EVERYTHING IS BROKEN

In keeping with my current life theme of “EVERYTHING IS BROKEN,” I’m pretty sure I broke one of my toes last week. I didn’t mention it here because I was already doing so much whining about our stove breaking. Also I figured if I wrote about it people might ask how it happened, and then I would have to admit that I drank too many Skinny Girl margaritas and then ran full-speed into the coffee table while sprinting to the kitchen to make a hot dog during an Olympics commercial break.

So yeah, my toe swelled up and turned all sorts of fun shades and it hurt pretty bad just to walk all week, which meant that running was out of the question. Then on top of not running all week, I ate a ton of microwave food and take out on account of OUR STOVE. IT WAS BROKEN, HAVE YOU HEARD? And then even though my toe felt better by Saturday, I spent all weekend like this because Desperate Housewives wasn’t going to binge watch itself:

Whiskers

I had yesterday off work and figured it was finally time to get my ass back in gear. I laced up my running shoes and was fully prepared to feel like crap the entire time, but instead I felt great and beat my current 5K record by over a minute. Running is so weird.
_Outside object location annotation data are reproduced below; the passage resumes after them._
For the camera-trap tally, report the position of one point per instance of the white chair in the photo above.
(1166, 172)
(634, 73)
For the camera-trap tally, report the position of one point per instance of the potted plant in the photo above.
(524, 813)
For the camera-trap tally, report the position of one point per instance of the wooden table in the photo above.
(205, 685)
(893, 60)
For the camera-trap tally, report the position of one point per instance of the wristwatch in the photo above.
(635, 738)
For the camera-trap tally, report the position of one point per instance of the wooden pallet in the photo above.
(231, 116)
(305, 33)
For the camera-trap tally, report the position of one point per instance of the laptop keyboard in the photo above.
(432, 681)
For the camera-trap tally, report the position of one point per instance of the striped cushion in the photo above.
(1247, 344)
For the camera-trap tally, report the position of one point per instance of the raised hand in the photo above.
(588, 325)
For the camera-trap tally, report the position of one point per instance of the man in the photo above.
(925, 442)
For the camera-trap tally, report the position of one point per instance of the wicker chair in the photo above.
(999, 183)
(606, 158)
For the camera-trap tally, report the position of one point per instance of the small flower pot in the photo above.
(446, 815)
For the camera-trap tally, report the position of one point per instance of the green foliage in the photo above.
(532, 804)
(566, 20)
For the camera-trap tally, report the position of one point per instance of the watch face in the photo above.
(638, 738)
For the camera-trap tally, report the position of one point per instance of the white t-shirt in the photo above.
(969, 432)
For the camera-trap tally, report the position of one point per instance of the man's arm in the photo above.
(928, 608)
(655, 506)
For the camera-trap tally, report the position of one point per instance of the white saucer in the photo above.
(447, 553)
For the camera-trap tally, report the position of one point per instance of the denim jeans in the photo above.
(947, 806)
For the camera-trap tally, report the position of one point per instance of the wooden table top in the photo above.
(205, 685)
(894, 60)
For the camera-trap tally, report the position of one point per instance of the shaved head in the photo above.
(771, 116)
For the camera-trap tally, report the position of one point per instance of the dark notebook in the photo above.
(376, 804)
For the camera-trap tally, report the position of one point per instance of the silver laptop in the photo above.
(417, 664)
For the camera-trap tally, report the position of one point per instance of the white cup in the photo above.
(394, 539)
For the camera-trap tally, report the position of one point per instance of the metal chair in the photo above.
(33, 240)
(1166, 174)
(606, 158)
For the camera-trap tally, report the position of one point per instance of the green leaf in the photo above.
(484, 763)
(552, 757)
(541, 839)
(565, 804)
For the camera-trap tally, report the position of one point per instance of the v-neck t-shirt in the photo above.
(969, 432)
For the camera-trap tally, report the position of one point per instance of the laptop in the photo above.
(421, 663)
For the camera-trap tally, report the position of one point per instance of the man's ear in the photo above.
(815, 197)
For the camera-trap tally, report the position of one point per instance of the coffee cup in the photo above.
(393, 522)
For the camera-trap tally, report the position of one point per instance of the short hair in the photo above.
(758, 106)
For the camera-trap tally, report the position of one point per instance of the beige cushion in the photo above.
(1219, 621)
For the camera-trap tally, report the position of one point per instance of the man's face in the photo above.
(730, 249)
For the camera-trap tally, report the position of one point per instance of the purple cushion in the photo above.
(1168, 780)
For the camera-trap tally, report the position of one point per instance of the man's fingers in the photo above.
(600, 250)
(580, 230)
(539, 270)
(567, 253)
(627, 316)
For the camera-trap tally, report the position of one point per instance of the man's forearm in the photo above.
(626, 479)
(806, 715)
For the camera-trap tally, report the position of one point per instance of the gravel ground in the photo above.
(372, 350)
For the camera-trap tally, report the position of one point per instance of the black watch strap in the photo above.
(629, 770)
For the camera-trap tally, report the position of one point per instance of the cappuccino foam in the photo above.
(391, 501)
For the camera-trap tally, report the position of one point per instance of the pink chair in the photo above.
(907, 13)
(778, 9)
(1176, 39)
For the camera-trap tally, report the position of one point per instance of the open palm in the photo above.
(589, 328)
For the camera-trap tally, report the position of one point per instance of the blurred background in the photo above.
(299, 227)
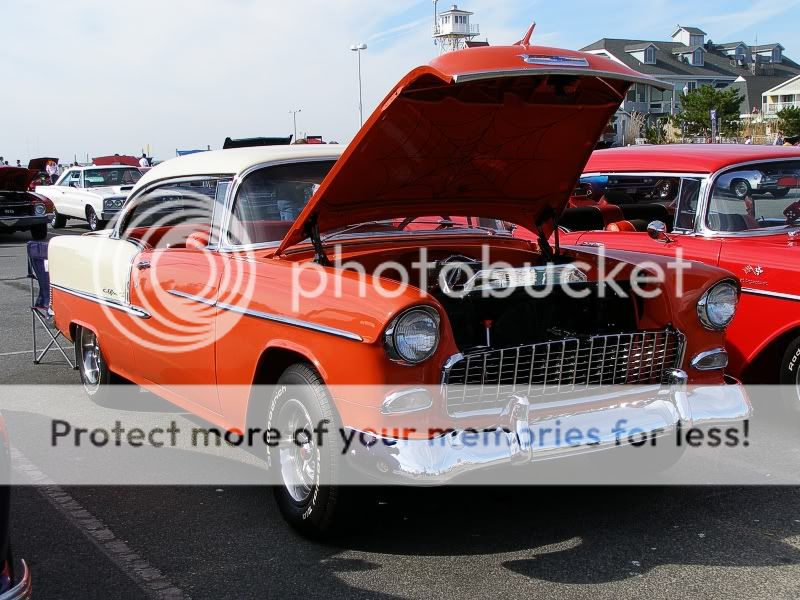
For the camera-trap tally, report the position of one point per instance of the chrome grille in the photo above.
(486, 380)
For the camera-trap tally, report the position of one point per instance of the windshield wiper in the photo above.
(350, 228)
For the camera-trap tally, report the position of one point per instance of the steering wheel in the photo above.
(443, 224)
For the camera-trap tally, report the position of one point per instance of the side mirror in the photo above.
(657, 230)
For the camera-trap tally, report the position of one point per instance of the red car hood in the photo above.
(499, 132)
(16, 179)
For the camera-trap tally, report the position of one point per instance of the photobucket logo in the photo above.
(164, 287)
(458, 276)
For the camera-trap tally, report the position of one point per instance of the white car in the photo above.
(93, 194)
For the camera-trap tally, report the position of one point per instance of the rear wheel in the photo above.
(57, 221)
(94, 371)
(39, 232)
(790, 375)
(305, 467)
(95, 223)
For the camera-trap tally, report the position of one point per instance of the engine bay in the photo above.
(515, 317)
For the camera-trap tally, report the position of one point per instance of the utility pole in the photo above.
(294, 121)
(357, 48)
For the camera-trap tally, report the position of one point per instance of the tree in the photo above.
(696, 106)
(789, 121)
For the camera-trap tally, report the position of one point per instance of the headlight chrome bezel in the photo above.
(702, 305)
(390, 343)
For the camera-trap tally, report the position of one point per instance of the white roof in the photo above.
(236, 160)
(98, 167)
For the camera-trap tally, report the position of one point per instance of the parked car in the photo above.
(93, 194)
(718, 215)
(21, 210)
(15, 578)
(459, 150)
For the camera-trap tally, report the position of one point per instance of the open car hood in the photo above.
(40, 163)
(16, 179)
(498, 132)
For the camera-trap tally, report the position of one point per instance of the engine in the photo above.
(511, 316)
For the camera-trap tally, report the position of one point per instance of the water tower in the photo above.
(452, 29)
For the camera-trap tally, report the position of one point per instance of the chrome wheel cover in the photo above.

Also, here is the latest installment in our broken stove saga: Our new range was delivered on Saturday, so I decided to finally bake the red velvet brownies I had planned to make for Valentine’s Day. When I went to open the oven door to check on them, the door handle was scalding hot. Like, I had to use an oven mitt to open the door. That didn’t seem normal, so I called the Sears manager yesterday who confirmed that no, our oven door handle should not be giving us second degree burns. Now we’re waiting on a call from the service department.
I foresee more hot dogs in our future.